The influence of alignment-free sequence representations on the semi-supervised classification of class C G protein-coupled receptors

G protein-coupled receptors (GPCRs) are integral cell membrane proteins of relevance for pharmacology. The tertiary structure of the transmembrane domain, a gate to the study of protein functionality, is unknown for almost all members of class C GPCRs, which are the target of the current study. As a result, their investigation must often rely on alignments of their amino acid sequences. Sequence alignment entails the risk of missing relevant information. Various approaches have attempted to circumvent this risk through alignment-free transformations of the sequences on the basis of different amino acid physicochemical properties.

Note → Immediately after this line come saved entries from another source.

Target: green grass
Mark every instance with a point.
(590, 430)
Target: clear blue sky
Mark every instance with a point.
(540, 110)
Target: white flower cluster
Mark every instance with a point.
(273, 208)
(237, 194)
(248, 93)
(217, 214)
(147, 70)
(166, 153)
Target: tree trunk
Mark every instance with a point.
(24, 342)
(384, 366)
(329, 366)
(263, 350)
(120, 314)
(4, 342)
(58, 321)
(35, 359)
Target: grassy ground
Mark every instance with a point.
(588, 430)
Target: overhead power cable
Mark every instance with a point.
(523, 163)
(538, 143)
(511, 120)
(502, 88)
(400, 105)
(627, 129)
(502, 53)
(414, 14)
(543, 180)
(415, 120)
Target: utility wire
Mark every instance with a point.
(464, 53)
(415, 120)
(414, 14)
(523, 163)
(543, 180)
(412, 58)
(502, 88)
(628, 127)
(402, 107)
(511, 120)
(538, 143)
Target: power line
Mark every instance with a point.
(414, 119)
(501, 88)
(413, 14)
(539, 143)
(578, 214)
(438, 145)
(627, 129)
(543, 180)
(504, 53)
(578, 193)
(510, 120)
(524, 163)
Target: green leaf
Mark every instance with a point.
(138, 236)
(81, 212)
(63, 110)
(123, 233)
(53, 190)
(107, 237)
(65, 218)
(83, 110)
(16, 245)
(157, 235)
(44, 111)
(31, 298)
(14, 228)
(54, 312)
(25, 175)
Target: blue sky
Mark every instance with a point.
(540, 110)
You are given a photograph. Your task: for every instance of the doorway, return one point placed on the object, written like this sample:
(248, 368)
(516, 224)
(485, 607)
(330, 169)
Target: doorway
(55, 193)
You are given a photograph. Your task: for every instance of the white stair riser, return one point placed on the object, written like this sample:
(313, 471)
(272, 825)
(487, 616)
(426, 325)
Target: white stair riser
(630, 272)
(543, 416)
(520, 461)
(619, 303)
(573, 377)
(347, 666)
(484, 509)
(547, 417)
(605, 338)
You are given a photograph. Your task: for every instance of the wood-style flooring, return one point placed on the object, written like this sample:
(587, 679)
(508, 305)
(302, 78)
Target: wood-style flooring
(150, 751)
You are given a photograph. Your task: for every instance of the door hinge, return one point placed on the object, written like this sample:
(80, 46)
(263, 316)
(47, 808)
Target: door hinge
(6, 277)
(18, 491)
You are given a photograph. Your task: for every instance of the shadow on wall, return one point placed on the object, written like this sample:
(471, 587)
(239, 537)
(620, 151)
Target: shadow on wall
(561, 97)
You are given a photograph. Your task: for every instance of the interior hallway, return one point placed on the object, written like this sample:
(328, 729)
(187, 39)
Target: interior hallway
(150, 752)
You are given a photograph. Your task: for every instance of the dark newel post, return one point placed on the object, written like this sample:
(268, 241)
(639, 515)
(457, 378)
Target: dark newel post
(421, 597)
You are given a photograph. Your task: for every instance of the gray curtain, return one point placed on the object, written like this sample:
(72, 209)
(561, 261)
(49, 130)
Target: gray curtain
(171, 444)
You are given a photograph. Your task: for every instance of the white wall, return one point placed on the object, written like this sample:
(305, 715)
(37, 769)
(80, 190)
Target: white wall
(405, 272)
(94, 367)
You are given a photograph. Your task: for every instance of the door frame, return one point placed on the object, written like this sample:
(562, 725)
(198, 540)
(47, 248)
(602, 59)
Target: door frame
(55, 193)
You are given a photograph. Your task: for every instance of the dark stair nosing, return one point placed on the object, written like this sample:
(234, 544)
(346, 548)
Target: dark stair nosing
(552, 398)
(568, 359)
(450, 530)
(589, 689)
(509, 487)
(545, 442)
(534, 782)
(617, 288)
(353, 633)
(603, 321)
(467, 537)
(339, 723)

In this paper, we use several of these alignment-free methods, as well as a basic amino acid composition representation, to transform the available sequences. Novel semi-supervised statistical machine learning methods are then used to discriminate the different class C GPCRs types from the transformed data. This approach is relevant due to the existence of orphan proteins to which type labels should be assigned in a process of deorphanization or reverse pharmacology. The reported experiments show that the proposed techniques provide accurate classification even in settings of extreme class-label scarcity and that fair accuracy can be achieved even with very simple transformation strategies that ignore the sequence ordering.

[1]  Alfred Ultsch,et al.  Label Propagation for Semi-Supervised Learning in Self-Organizing Maps , 2007 .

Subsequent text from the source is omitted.